Für Privatanwender ist die Benutzung von Twitter anders abzuwägen als für eine große Firma. Sicherlich müssen niemandem, der den Dienst nicht nutzt, Nachteile entstehen. Dennoch kann er - genug Leute, denen der Nutzer followed, vorausgesetzt - viele Vorteile bringen. Zu nennen sind der direkte Kontakt mit Firmen, Experten, Politikern etc, der sonst nicht auf solch einfache Weise zustande gekommen wäre. Twitter kann bei Problemen und Fragestellungen hilfreich sein: Sucht man ein bestimmtes Programm, kann man eine Frage danach twittern und auf Antworten aus der Gefolgschaft hoffen. Dies ist bei entsprechend großem Netzwerk nicht unwahrscheinlich und kann sehr schnell funktionieren. Ähnlich RSS-Feeds bekommen Nutzer Nachrichten direkt über Twitter auf den Bildschirm; sei es von twitternden Nachrichtenseiten wie Spiegel Online oder von Privatleuten. Schließlich wird ein Nutzer durch Twitter außerdem auf interessante Dinge aufmerksam gemacht und kann Zusatzapplikationen nutzen, um Twitter zu verschiedenerlei Dingen zu nutzen.
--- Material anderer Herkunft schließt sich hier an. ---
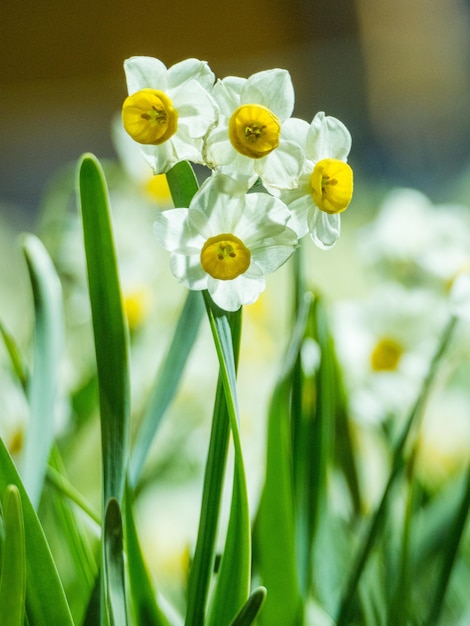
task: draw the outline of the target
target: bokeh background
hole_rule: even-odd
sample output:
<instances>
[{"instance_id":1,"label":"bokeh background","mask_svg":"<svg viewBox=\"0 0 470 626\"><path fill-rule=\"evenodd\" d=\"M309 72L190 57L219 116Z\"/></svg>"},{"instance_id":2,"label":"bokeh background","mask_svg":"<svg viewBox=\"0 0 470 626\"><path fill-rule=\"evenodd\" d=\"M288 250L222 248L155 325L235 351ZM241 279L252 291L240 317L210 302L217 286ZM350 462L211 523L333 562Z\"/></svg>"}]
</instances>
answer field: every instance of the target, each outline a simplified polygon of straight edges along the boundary
<instances>
[{"instance_id":1,"label":"bokeh background","mask_svg":"<svg viewBox=\"0 0 470 626\"><path fill-rule=\"evenodd\" d=\"M344 121L366 181L439 200L468 165L468 0L21 0L2 3L0 40L0 204L19 226L64 163L113 156L132 55L289 69L295 115Z\"/></svg>"}]
</instances>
Dennoch muss an dieser Stelle gesagt werden, dass Twitter gleichzeitig ein großer “Timewaster” sein kann: Irrelevante und unnütze Informationen müssen vom Nutzer selbst gefiltert werden; ein großes Freundenetzwerk führt zu ständig hereinkommenden Updates, die ablenken und Zeit kosten können. So ist immer zwischen Nutzen und Zeitverschwendung abzuwägen. Daran wird sich auch im Jahr 2009 nichts ändern. Die angesprochene Nachrichtenübermittlung jedoch wird eine größere Rolle spielen, auch im umgekehrten Sinn: Ein bei einem Ereignis anwesender Twitternutzer kann mit seinem mobilen Endgerät ein Bild erstellen und direkt samt Text twittern - in einer Geschwindigkeit, in der ein Journalist noch nicht einmal am Ort des Geschehens gelangen kann. So kann Twitter für den partizipativen Journalismus genutzt werden, den Bowman und Willis (2003, S. 9) als “act of a citizen, or group of citizens, playing an active role in the process of collecting, reporting, analyzing and disseminating news and information” bezeichnen und die durch die direkte und unabhängige Berichterstattung die Demokratie stärken könne.

Weitere Nutzer von Twitter sind die Ersteller von Applikationen, die die Twittereigene API nutzen. Diesen sollte folgender Auszug einer e-mail von Twitter an einen solchen App-Anbieter zu denken geben:

“Starting later this week we’ll be limiting those on the whitelist to 20,000 requests per hour. Yes, you read that right: twenty THOUSAND requests per hour. According to our logs, this accounts for all but the very largest consumers of our API. This is essentially a preventative measure to ensure that no one API client, even a whitelisted account or IP, can consume an inordinate amount of our resoures.”

20.000 Anfragen pro Stunde ist bei Twitters rasanten Wachstumsraten und einem potentiell interessanten App nicht viel - ob ein Anbieter also eine Webseite rund um eine Programmschnittstelle, auf die er selbst keinen Einfluss hat, anbieten sollte ist abzuwägen. Zumindest, wenn diese Webseite nicht nur aus Spaß erstellt wird, sondern - bspw. durch Werbefinanzierung - als Geschäftsmodell fungieren soll.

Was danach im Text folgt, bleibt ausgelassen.